"Semavatın hilkati birinci ise de tefekkürce rütbesi ikincidir." Fakat Ayetü’l-Kübra’da en evvel fikrimiz semavata çevriliyor. Nasıl tevfik edilebilir?

Cevap

Değerli Kardeşimiz;

"Demek burada arz ile semavat arasında bir uzaklık vardır. Bu uzaklık, arzın semavattan evvel halk edildiğine göre zâtîdir, aksi halde rütebî ve tefekkürîdir. Yani semavatın hilkati birinci ise de tefekkürce rütbesi ikincidir; arzın hilkati ikinci ise de tefekkürü birincidir. Yani, evvelâ arzın tefekkürü, sonra semavatın tefekkürü lâzımdır."(1)

Bu ifadeler, arz ile sema arasındaki denkliği izah ediyor. Dünya semaya nisbetle ne kadar küçük ve hakir de olsa, tefekkür, ders ve talim bakımından semadan geri kalmaz, hatta rütbe olarak ondan önce gelir. Dünya, Allah’ın isim ve sıfatlarını insanlığa ders ve talim etme noktasında, semadan daha büyük ve daha kıymetli bir mekteptir ve ahiretin tezgâhıdır.

Dünya Allah’ın isim ve sıfatlarının talim edildiği bir mekteptir. İnsanın en mühim gayesi Allah’ın isim ve sıfatlarını talim edip hayatına tatbik etmektir. İşte dünyanın bu yüzünde bu mâna hâkimdir. Okumasını bilen için her varlık üstünde Cenab-ı Hakk’ın silinmez mührü ve taklit edilmez sikkesi ve turrası vardır.

Dünya; “Bir kitab-ı Samedânidir. Hem bir mezraadır. Hem birbiri arkasında dâim gelip geçen âyineler mecmuasıdır. Hem seyyar bir ticâretgâhdır. Hem muvakkat bir seyrangâhtır, hem bir misâfirhânedir.” (17. Söz)

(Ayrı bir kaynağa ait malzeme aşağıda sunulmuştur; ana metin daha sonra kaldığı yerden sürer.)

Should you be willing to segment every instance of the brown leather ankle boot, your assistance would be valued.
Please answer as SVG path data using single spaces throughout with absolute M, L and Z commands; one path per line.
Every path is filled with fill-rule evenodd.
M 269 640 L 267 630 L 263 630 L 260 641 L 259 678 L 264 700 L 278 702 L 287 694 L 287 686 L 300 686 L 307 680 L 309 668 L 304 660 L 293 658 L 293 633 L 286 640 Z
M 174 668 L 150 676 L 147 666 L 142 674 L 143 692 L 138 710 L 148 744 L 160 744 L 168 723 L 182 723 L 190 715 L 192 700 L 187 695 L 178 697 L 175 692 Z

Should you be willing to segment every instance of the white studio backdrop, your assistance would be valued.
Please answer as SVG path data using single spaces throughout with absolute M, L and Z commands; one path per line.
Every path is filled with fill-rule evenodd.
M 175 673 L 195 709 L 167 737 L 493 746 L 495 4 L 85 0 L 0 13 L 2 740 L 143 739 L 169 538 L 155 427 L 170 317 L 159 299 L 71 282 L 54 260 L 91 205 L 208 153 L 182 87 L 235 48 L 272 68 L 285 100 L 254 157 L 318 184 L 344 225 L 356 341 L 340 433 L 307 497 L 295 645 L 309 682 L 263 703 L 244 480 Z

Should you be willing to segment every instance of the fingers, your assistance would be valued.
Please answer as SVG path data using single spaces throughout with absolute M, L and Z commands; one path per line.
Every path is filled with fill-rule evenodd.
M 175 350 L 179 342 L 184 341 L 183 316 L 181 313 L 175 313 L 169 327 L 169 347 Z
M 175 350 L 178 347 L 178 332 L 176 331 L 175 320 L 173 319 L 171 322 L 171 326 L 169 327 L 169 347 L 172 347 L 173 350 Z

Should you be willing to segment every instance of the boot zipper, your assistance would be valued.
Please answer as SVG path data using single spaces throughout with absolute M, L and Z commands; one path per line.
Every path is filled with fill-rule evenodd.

Cenab-ı Hak bu dünyayı, insan için bir mektep, bir talimgâh ve bir kışla olarak yaratmıştır. Öyle ise bu talimgâha ve mektebe gelenler, buradaki kulluk vazifelerini en iyi şekilde tekmil edip cennete layık bir insan olabilmenin azmi ve gayreti içinde olmalıdırlar.

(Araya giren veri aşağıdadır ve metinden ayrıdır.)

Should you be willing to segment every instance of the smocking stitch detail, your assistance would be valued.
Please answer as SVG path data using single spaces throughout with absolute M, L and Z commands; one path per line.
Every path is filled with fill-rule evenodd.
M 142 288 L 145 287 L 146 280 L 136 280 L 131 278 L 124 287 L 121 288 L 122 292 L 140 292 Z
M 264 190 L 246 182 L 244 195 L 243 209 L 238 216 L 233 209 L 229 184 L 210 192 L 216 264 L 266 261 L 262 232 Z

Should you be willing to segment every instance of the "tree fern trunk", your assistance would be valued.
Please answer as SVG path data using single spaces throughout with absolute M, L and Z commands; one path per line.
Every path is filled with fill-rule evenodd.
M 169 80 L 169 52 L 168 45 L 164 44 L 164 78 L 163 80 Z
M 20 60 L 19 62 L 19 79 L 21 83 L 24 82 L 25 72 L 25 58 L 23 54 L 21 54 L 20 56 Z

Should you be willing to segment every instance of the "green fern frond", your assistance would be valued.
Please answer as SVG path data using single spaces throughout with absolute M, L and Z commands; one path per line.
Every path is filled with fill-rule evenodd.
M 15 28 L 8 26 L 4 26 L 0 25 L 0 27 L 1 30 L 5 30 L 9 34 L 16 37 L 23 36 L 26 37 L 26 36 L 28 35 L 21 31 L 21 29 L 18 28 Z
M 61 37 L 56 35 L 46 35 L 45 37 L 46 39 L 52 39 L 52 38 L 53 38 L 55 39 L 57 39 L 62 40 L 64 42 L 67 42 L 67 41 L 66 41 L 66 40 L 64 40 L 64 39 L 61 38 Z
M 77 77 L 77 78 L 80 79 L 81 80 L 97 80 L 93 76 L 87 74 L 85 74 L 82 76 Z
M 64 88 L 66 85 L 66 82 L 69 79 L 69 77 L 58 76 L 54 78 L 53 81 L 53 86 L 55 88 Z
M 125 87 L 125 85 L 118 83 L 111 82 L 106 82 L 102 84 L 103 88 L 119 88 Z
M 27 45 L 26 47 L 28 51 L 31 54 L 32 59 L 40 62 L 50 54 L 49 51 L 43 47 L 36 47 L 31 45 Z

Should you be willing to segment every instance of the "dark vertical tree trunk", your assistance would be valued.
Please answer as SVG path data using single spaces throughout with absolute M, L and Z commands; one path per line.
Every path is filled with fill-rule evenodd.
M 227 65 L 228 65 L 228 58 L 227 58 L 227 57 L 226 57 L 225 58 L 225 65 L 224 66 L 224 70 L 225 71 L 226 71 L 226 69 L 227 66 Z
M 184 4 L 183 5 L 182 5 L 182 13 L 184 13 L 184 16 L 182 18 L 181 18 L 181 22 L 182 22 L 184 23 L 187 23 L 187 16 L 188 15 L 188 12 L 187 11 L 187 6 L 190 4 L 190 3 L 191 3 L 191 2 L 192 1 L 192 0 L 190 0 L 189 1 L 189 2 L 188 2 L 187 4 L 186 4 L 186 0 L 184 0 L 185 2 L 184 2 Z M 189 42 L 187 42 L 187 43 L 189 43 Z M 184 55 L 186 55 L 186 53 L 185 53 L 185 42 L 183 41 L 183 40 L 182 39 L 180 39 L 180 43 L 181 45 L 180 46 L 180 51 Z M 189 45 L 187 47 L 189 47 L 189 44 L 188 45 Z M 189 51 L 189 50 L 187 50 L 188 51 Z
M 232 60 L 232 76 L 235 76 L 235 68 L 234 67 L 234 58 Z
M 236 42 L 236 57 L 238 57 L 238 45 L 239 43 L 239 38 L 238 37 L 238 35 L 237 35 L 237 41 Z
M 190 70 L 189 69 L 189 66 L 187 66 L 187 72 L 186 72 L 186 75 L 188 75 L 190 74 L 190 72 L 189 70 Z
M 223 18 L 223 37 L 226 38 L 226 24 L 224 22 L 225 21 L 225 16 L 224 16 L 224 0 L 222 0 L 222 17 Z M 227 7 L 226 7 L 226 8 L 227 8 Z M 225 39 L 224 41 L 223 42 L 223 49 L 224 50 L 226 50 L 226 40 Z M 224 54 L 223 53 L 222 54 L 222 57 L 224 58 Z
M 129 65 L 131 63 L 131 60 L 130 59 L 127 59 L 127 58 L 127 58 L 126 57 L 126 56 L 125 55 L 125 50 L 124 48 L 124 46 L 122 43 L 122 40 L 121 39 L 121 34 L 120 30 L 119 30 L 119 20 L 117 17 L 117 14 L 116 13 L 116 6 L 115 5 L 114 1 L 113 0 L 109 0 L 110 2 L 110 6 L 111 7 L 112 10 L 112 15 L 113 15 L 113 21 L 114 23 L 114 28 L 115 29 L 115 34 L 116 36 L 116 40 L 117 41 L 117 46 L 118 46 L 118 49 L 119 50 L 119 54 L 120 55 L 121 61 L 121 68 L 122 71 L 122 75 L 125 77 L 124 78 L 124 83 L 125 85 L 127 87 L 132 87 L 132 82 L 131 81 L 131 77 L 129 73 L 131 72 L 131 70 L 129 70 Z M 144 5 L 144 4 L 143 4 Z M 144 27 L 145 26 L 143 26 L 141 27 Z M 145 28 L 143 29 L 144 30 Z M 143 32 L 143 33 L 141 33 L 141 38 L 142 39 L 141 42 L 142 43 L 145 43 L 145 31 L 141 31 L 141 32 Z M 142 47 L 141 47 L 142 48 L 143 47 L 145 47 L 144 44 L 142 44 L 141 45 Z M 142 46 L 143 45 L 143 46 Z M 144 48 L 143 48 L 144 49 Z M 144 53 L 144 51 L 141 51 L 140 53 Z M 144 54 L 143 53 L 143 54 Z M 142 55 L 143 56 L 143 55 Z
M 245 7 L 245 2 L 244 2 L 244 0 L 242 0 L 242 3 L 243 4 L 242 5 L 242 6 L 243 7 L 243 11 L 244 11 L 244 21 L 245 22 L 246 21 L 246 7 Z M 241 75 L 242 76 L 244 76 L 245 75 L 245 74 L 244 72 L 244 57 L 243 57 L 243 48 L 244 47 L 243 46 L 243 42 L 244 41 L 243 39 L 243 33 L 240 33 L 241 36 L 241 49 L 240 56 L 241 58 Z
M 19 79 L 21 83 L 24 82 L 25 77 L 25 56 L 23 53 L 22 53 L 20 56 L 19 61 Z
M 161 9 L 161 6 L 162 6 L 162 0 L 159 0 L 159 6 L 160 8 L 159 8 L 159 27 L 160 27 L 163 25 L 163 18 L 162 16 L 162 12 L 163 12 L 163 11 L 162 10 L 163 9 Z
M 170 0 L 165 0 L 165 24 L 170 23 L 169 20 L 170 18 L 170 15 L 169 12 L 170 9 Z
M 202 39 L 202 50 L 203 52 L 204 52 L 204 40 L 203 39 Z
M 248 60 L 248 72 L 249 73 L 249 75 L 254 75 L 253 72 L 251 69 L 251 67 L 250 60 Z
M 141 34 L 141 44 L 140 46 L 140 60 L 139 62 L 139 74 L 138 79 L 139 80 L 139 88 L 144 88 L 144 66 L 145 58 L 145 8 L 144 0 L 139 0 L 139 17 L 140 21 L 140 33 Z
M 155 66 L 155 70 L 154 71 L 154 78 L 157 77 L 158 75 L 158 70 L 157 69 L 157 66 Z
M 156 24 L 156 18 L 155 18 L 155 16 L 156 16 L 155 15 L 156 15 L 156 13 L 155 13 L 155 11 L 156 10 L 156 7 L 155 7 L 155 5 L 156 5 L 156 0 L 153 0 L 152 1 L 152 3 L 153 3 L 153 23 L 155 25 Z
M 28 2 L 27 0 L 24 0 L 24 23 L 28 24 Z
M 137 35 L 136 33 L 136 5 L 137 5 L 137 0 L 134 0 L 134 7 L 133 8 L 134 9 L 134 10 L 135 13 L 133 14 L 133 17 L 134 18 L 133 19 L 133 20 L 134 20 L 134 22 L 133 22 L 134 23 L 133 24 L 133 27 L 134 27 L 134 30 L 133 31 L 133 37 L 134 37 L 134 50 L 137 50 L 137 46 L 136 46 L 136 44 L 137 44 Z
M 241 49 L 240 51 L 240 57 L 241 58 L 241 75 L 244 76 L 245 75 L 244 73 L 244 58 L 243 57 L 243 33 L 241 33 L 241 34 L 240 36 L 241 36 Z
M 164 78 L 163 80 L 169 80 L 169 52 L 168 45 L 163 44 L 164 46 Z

Lakin Ayetü'l-Kübra'da tefekkür eden seyyah dünyalı ve dünya içinde olduğu, buradaki tefekkürün enfüsî değil, afakî olması ciheti ile semavattan başlaması mukadderdir, diye anlıyoruz.

"Bu güzel misafirhanenin sahibini ve bu kitab-ı kebîrin müellifini ve bu muhteşem memleketin sultanını tanımak ve bilmek için şiddetle merak ederken, en başta göklerin nur yaldızıyla yazılan güzel yüzü görünür. 'Bana bak, aradığını sana bildireceğim.' der."(2)

Cümlesini tetkik edersek, ilk olarak etrafa baktığımızda semavatın görünmesi ve müşahede edilmesi hakikatinden bahsediliyor. Fakat bir şeyin ilk görünmesi daha iyi anlaşılacağı manasına gelmez. Dokunabildiğimiz ve içine işlediğimiz şeylerin tefekkürü bize daha çok şey kazandırmaktadır.

Bu itibarla seyyah açısından arzımız, haşmetli olan semaya nisbetle enfüsîde kalıyor ve aradığımız Rabbimizi daha güzel tanıtıyor gibi bir durum bahis mevzuudur.

Dipnotlar:

(1) bk. İşaratü'l-İ'caz, Bakara Suresi 29. Ayetin Tefsiri.
(2) bk. Şualar, Yedinci Şua (Ayetü'l-Kübra).

Selam ve dua ile...
Sorularla Risale Editörü

Kategorileri:
Okunma sayısı : 969
Sayfayı Word veya Pdf indir
Bu içeriği faydalı buldunuz mu?

Yorumlar

Mt.

Allah razı olsun.

Yorum yapmak için Giriş Yapın ya da Üye olun.

BENZER SORULAR

Yükleniyor...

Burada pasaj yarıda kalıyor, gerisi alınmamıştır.